This is an extract from my memoirs of life at Southend :-


In ’73, Southend did not have an Instrument Landing System or ILS. This is a piece of equipment that allows aircraft to land in poor weather when the visibility is so bad that a visual approach is not possible. Instead, Surveillance Radar Approaches, were carried out using an EKCO ARAA (Aerodrome Radar Approach Aid) This was an amazing piece of equipment, manufactured by a local electrical company, E K Cole.

It hung from the ceiling of the tower rather like a periscope in a submarine. The operator stood looking into a small ‘A’ scope tube. He was able to follow the aircraft by literally rotating the entire radar receiving unit by turning it on its axis. Azimuth control was maintained by turning two hand grips either side of the unit.
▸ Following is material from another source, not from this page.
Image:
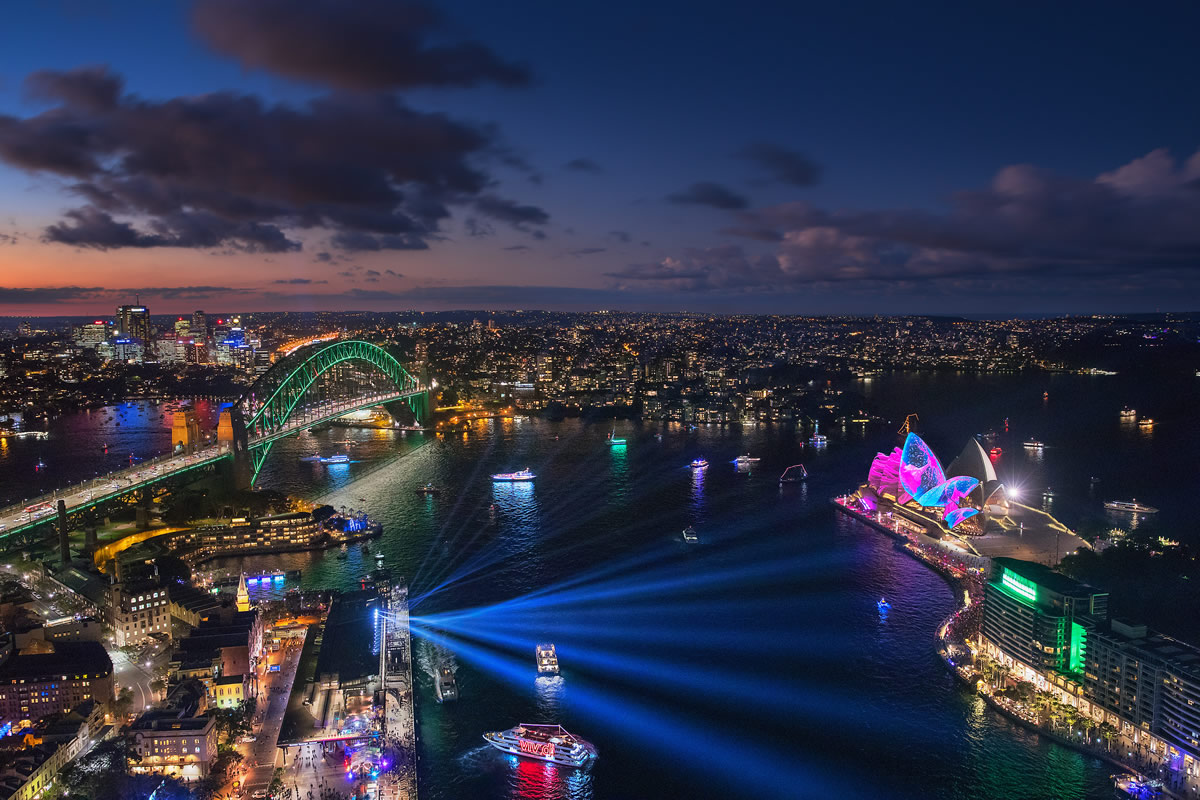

It was very, very basic but in the hands of a skilled operator, very accurate. If it was set up precisely, Surveillance Radar Approaches could be carried out down to half a mile with an OCL of about 250 feet.

Once the approach was commenced, the controller was committed to it. He stood upright looking into the ‘A’ scope. Both hands on the azimuth controls and at the same time talking on the R/T.

Our favourite trick was to wait until the talk down had commenced, and then we would loosen the poor unfortunate’s trouser belt so his trousers fell to the floor. He had no spare hands to help himself so the SRA would be conducted with his trousers round his ankles, much to the mirth of everybody else in the tower.

Our game came to an end however when one day the Airport Commandant, Mr Tony Cussworth, appeared in the tower with a party of very influential visitors from Southend Corporation Council. An SRA was in progress as they climbed the stairs into the VCR (Visual Control Room). They were met by the sight of an Air Traffic Controller conducting a Surveillance Radar Approach to an inbound aircraft in his underpants.

I can still see it now as plain as if it was yesterday. The underpants were red and yellow stripes. The red was not quite as vivid as the face of the Commandant or his visitors. He made a polite cough and then made his excuses and left.

Of course we did not get away lightly. Within hours a memo appeared that with immediate effect, no Surveillance Radar Approaches would be carried out in ones underpants. What a spoilsport that Chuff was.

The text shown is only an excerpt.